When Praise Felt Temporary
Praise was a pattern at first. Get it right, hear the acknowledgment, feel the satisfaction. But as the years unfolded, that cycle became predictable and unmoored from joy.
Even the satisfaction I described in earlier pieces — like the quick relief in “The Moment Winning Started to Feel Hollow” — felt fleeting, replaced immediately by the expectation to do it again, do it better.
Praise arrived, and then it left, like a breath held too long.
Applause felt like a doorway, not a dwelling.
When Good Was the Baseline
As my skill grew, so did the baseline for what was considered “good.” No longer was competence enough — it had to be elevated, sustained, outpaced. It was less about what I had done and more about what I had to do next.
This relentless escalation echoed the same quiet pressure I felt with bills and measurement — similar to how the billable hour made every minute count in “When the Billable Hour Quietly Took Over My Life”.
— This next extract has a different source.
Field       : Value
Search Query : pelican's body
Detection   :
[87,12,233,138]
Good was just the starting line for the next thing.
Competence became the threshold of anxiety, not assurance.
When Being Good Felt Like Bare Minimum
It wasn’t that I stopped caring about quality. I did. But the experience of care became wrapped in the fear that being good once meant I had to be good again, always again, without pause.
I noticed it in myself when I read through my work late at night, not because I doubted the outcome — but because I feared the judgment of falling short.
Being good became a quiet, unspoken burden.
What once felt like accomplishment became a bare minimum to uphold.
Did being good ever feel fulfilling?
Yes — in the brief, fleeting moments right after recognition. But it never lasted beyond the arrival of the next task.
Were others aware of this pressure?
Sometimes they admired the work, but few understood the silent cost of always being expected to exceed it.
Does it ever feel enough now?
The feeling of “enough” comes less from external acknowledgment and more from rare moments of internal stillness.
Being good didn’t make it easier — it made the standard rise.